Soe Gyi, un homme de 49 ans, interpelle : "Combien de jeunes devront encore mourir ?" son neveu ayant perdu la vie au combat après avoir quitté sa formation de moine pour se joindre aux rebelles pro-démocratie. "Il ne reste que les personnes âgées et les très jeunes enfants. La génération intermédiaire a été décimée," ajoute-t-il, s'exprimant sous un pseudonyme par souci de sécurité.
L'ONG Acled a confirmé que la guerre civile en Birmanie dépasse désormais les 100 000 morts, mais il est important de noter qu'il n'existe pas de bilan officiel des pertes, et les estimations diffèrent largement. Les analystes qualifient ce conflit de plus meurtrier actuellement en Asie.
La dure réalité de cette guerre se manifeste particulièrement dans la région de Myit Chay. Thaung Sein raconte la perte tragique de son fils, un civil abattu en mai alors que sa famille tentait d'échapper à une offensive militaire. "Ils tuent les gens sans distinction ni considération," déplore cette mère de 45 ans. Son fils a été retrouvé, brûlé et mutilé, et les secouristes, craintifs, ont refusé de lui montrer les photos des atrocités.

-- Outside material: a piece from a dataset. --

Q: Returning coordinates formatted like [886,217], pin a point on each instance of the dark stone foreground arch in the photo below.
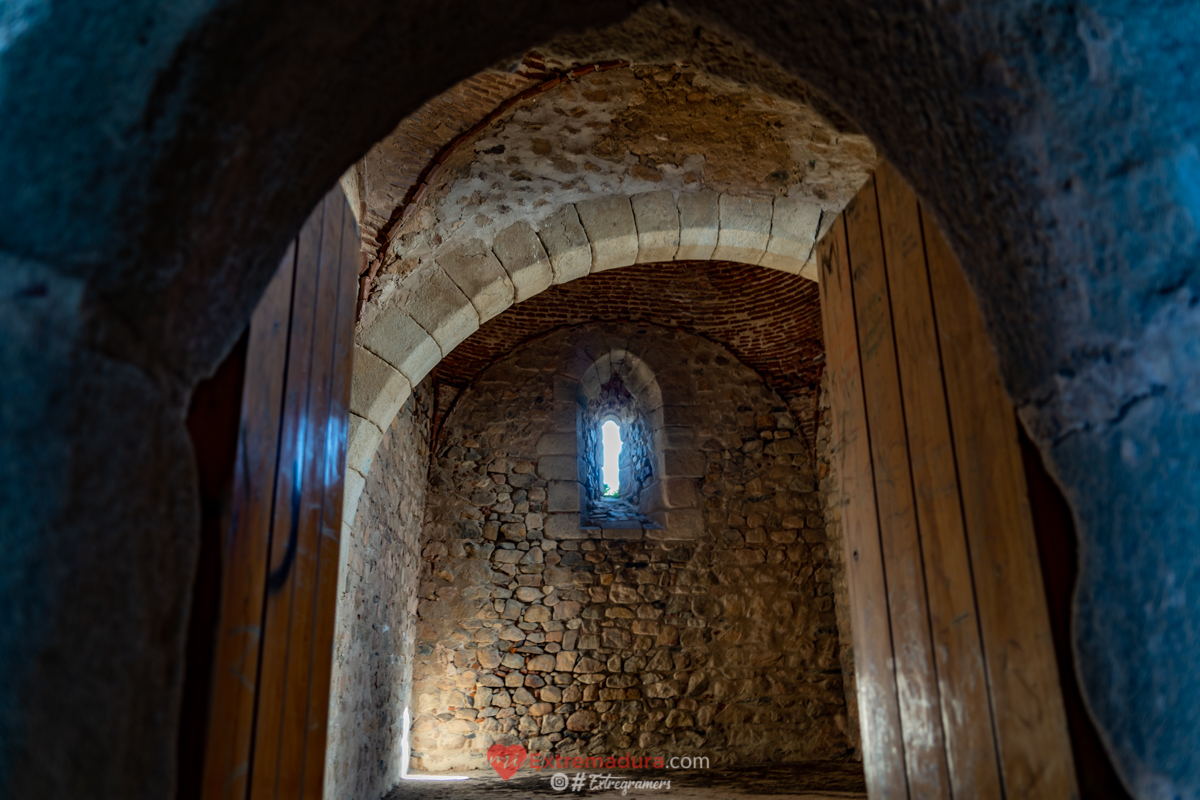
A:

"Si nos enfants survivent, il pourrait encore y avoir espoir pour un avenir meilleur. Mais s'ils n'atteignent même pas l'âge adulte, il ne restera plus rien, seulement la mort," témoigne-t-elle, pleine d'inquiétude.

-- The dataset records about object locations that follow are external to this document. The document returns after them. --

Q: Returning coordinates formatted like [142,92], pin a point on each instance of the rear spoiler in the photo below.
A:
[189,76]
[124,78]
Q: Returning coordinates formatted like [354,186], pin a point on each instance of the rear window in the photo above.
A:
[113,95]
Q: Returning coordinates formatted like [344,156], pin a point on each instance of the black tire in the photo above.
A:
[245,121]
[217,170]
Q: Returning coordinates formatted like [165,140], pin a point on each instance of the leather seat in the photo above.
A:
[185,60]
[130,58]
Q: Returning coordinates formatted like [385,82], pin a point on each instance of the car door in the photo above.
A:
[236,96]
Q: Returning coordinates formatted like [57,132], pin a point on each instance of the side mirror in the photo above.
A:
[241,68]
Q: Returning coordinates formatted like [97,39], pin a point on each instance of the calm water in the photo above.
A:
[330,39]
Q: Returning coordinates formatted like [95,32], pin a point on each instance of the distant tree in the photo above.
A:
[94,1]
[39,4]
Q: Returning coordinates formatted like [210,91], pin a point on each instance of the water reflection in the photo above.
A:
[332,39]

Le conflit a débuté suite à un coup d'État militaire en 2021, renversant le gouvernement démocratique d'Aung San Suu Kyi et poussant des militants à combattre aux côtés de groupes armés issus de minorités ethniques. Yin Than, 39 ans, se remémore l’époque où sa famille était heureuse : "Nous riions ensemble, partagions tout. Maintenant, mon mari est parti, tué en défendant notre démocratie. Il est mort comme un chien. Qui va me soutenir, moi et mon enfant ?"

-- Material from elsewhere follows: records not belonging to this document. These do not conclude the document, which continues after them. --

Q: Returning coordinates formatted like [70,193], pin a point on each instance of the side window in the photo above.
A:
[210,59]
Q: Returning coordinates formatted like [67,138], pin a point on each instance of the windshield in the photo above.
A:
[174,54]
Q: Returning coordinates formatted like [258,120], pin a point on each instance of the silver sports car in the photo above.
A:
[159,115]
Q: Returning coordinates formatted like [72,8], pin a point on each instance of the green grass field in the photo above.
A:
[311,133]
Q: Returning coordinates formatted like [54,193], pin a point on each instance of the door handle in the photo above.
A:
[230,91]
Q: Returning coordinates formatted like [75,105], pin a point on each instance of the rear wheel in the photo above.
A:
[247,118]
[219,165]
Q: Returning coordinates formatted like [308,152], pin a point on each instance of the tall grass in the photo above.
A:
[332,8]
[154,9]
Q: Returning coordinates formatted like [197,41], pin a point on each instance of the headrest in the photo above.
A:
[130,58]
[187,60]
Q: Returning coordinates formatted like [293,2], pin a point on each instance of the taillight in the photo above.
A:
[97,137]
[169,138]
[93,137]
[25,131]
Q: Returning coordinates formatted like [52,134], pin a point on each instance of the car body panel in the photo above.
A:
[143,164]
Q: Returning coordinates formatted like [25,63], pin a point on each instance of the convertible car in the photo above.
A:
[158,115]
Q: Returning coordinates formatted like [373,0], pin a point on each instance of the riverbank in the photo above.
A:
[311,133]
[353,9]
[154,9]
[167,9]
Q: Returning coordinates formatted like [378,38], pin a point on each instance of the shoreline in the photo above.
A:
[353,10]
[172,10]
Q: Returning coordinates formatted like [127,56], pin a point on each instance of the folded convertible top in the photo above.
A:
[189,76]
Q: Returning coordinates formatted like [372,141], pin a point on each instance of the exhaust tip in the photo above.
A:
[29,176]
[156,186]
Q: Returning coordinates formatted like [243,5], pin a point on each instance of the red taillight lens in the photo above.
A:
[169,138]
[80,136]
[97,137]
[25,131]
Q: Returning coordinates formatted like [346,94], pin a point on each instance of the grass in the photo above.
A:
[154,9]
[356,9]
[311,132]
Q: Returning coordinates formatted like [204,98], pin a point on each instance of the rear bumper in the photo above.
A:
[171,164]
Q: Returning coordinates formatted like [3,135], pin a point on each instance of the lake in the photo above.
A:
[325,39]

Les effets dévastateurs de la guerre touchent également la région de Magway, où se situe Myit Chay. Plus de 3,7 millions de personnes sont déplacées à l'intérieur du pays selon l'ONU, et de nombreux monastères servent d'abris temporaires pour les familles en deuil.
Les déplacés dorment parmi les quelques affaires qu'ils ont pu emporter, cherchant un refuge précaire loin des combats. "Rien ne va, nulle part," confie une veuve de 39 ans. "Ce n'est pas vivable chez nous et pas mieux dans les refuges que l'on trouve." Après cinq ans de conflit, l'armée a gagné du terrain, mais des groupes rebelles continuent de patrouiller à Myit Chay, laissant présager que les combats ne prendront pas fin prochainement.